De toutes ces composantes, c’est ce vote qui m’ébranle le plus et qui doit interpeller toutes celles et ceux qui se réclament de l’écologie. Pour préserver les paysages suisses et la “qualité de vie”, il s’agirait donc de mettre un frein à “l’afflux de migrants” en Suisse*. En apparence, quoi de plus trivial? Le territoire suisse étant exigu, il faut en limiter les sollicitations; toutes choses égales par ailleurs, deux personnes sollicitent en effet davantage le territoire qu’une seule personne.

Sauf que cette rengaine – aussi vieille que la démagogie – est non seulement une arnaque intellectuelle, mais, pire encore, une négation du projet écologiste.

Une arnaque intellectuelle, car la forte augmentation de la pression sur les ressources naturelles ne résulte que très marginalement de l’accroissement démographique; elle est avant tout la conséquence des changements dans les modes de vie. La surface construite par habitant a progressé ces dernières années bien plus vite que l'accroissement démographique. On ne construit pas des immenses grandes surfaces à l’américaine et on ne crée pas des tapis de villas individuelles pour absorber l’afflux de migrants; on le fait parce que tels sont les modes et les prétendus besoins de notre société postmoderne. On le fait aussi et surtout parce que les majorités politiques à Berne ont toujours refusé, jusqu'à la récente votation sur la LAT, de mettre le holà.

Mais il y a plus grave encore: invoquer la protection des paysages ou la sauvegarde d’un patrimoine menacé pour fermer les frontières est une insulte au projet écologiste. Cela revient à dénier sa propre responsabilité quant à la préservation des ressources naturelles, en se défaussant sur d’autres. Je clôture la pelouse de ma villa 10 pièces pour éviter que les (encombrants) voisins ne viennent troubler mon luxueux confort. Ce faisant, je préserve mon petit paysage tout vert et évite de me questionner sur mon propre train de vie. Tout en profitant néanmoins gaiement d’employer de temps à autres mes (plus si encombrants) voisins pour de menus travaux peu rémunérés dans mon humble demeure – sans les loger chez moi, bien entendu, car alors cela en deviendrait à nouveau encombrant.

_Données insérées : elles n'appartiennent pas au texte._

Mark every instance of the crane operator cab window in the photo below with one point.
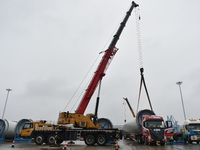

Des banalités, tout ceci, me direz-vous; ou plus encore, des élucubrations maintes fois ressassées pendant la campagne et qui n'ont pas convaincu au-delà du cercle des convaincus. Certes, à en croire l'ampleur du oui. Mais alors il faut s'en souvenir pour mieux relever le défi du prochain débat démocratique en matière migratoire: celui de l'initiative ecopop. Les écologistes devront être au front, si possible encore plus déterminés qu’ils ne l’ont été pour l’initiative de l’UDC; ils endosseront la lourde responsabilité de montrer que l’on ne défend pas l’écologie en “régulant la démographie”. Ce serait à la fois un leurre et le meilleur évitement des vraies questions qui dérangent.

A propos d’ecopop, voir aussi deux précédents blogs :

Ecopop ou la liberté des sangliers

Les dragons et la tentation écofasciste

 

* Le vote "écologiste" a probablement une seconde connotation: le refus d’un modèle économique frénétique, fondé sur le court terme et sur une compétition sans merci. J’y reviendrai dans un prochain blog.